Description of problem: Based on recent discussion on the mailing list: [Users] two node ovirt cluster with HA An [RFE] in regards to reduce the strictness in power fencing and VM High Availability has been proposed. I see two scenarios: * Power Management sees that the host is defined as OFF then: 1) The non-responsive treatment should be modified to check Host status via PM agent 2) If Host is off , HA VMs will attempt to run on another host ASAP 3) The host status should be set to DOWN 4) No attempt to restart vdsm (soft fencing) or restart the host (hard fencing) will be done My second scenario is quite risky and probably not ideal: * If Power Management device and Host become unreachable and the storage is on a shared storage (still accessible by the engine) 1) If the above criteria are met and the disk images which the VM uses have not been accessed or written to within X timeout we can assume that the VM is no longer running. 2) We can then remove the old sanlock release and bring the VMs up on a new host?
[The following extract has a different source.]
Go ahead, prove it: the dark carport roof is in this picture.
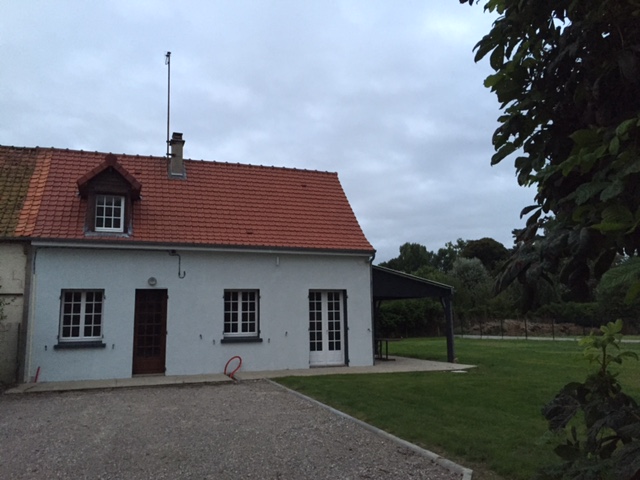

I believe this second scenario is very risky and happens in rare cases. An example scenario would be a network split, however on top of a gluster backed storage this would lead to very bad split-brain data corruption.
This is a bug and not RFE, so setting it properly.
Verified with rhevm-3.5.0-0.10.master.el6ev.noarch. test flow: 1) have 2 hosts (1 with pm configured) in cluster, connected to nfs storage domain - all up. 2) create HA vm running on host_with_pm. 3) connect to host_with_pm (via ssh or fence agent) and shut it down. 4) host state moves to connecting -> not_responsive_down. 5) in engine.log verified there was no SshSoftFencing task. 6) after grace period time host is rebooted (fence STATUS action gets off status, then START action is issued) 7) HA vm migrates successfully to second host. 8) host_with_pm moves to non-responsive and eventually up state.
oVirt 3.5 has been released and should include the fix for this issue.